Une population qui a oublié l’imprimerie, bombardée par des images discordantes et aléatoires, est dépouillée du vocabulaire ainsi que du contexte historique et culturel permettant d’articuler la réalité. L’illusion est la vérité. Un tourbillon d’élans émotionnels fabriqués nourrit notre amnésie historique.
Internet a accéléré ce processus. Avec les nouvelles par câble, il a divisé le pays en clans antagonistes. Les membres d’un clan regardent les mêmes images et écoutent les mêmes récits, créant une réalité collective. Les fausses nouvelles abondent dans ces bidonvilles virtuels. Le dialogue est clos. La haine des clans opposés favorise une mentalité de troupeau. Ceux qui expriment de l’empathie pour l’ennemi sont dénoncés par leurs compagnons de route pour leur impureté supposée. C’est aussi vrai à gauche qu’à droite. Ces clans et leurs troupeaux, gavés régulièrement de fausses nouvelles conçues pour émouvoir, ont donné naissance à Trump.

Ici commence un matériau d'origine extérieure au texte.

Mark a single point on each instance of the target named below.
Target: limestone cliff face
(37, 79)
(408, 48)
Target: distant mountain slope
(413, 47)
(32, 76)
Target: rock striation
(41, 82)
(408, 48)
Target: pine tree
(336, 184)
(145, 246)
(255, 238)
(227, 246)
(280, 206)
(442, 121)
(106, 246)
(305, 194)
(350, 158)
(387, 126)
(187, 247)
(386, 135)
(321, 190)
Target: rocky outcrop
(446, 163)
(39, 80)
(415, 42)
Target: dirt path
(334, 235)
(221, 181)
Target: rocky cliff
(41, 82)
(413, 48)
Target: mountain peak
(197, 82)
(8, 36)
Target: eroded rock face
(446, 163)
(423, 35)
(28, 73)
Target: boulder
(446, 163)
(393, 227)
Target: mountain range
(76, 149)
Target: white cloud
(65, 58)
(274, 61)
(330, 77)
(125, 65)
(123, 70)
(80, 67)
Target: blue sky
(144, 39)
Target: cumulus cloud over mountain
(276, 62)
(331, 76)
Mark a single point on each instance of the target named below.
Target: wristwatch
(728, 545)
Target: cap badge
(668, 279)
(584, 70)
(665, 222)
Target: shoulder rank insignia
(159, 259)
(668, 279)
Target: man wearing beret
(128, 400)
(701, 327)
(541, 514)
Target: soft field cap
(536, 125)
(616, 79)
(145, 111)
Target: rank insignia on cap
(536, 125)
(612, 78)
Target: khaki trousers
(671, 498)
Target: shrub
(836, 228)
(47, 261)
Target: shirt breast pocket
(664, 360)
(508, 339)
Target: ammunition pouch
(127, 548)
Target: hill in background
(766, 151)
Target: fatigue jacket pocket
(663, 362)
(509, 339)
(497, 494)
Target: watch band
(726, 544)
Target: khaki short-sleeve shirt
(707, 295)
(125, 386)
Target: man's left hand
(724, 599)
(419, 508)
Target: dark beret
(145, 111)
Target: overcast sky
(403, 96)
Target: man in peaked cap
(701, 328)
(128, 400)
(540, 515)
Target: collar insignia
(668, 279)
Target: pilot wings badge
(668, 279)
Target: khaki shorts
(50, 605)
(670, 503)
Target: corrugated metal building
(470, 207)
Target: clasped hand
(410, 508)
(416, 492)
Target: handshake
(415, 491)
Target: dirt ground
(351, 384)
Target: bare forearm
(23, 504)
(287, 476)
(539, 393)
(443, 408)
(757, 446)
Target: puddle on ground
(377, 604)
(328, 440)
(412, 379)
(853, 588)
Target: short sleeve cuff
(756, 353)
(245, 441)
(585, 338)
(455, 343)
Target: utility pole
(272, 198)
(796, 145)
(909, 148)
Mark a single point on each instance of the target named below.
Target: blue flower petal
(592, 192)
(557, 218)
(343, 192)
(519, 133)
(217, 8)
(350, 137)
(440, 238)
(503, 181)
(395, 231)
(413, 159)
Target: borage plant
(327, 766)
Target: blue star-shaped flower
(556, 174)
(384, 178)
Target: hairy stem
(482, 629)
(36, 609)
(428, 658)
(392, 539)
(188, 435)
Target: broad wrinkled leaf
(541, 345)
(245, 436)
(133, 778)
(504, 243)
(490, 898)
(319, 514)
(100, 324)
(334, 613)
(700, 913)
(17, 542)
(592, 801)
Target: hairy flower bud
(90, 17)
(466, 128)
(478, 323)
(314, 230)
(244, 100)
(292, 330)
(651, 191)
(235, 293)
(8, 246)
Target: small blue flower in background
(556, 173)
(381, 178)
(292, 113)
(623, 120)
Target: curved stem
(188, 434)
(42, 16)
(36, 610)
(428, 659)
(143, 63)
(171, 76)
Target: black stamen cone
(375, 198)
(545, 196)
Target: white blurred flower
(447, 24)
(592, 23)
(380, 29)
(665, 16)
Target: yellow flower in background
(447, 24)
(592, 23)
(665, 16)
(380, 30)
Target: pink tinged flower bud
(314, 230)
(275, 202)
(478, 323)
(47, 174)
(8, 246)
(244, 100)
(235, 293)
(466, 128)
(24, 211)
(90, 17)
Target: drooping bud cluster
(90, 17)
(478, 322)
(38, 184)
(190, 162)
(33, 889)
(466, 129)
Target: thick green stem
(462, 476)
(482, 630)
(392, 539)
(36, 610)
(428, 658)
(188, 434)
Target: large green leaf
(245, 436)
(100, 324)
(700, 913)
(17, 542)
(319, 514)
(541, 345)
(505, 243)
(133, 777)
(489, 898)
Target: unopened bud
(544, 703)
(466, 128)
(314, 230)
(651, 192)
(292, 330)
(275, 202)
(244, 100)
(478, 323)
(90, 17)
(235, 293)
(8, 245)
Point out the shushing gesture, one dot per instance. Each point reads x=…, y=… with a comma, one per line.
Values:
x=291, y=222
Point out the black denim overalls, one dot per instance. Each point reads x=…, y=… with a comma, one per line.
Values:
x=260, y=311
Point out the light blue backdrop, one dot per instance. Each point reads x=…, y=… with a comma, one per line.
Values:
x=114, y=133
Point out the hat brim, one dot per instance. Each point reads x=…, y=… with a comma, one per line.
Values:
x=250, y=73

Trump est habile à communiquer à travers l’image, les slogans tapageurs et le spectacle. Les fausses nouvelles, qui dominent déjà la presse écrite et la télévision, définiront les médias sous son administration. Ceux qui dénonceront les mensonges seront vilipendés et bannis. L’État dévoué aux grandes entreprises multinationales a créé cette machine monstrueuse de propagande et l’a léguée à Trump. Il l’utilisera.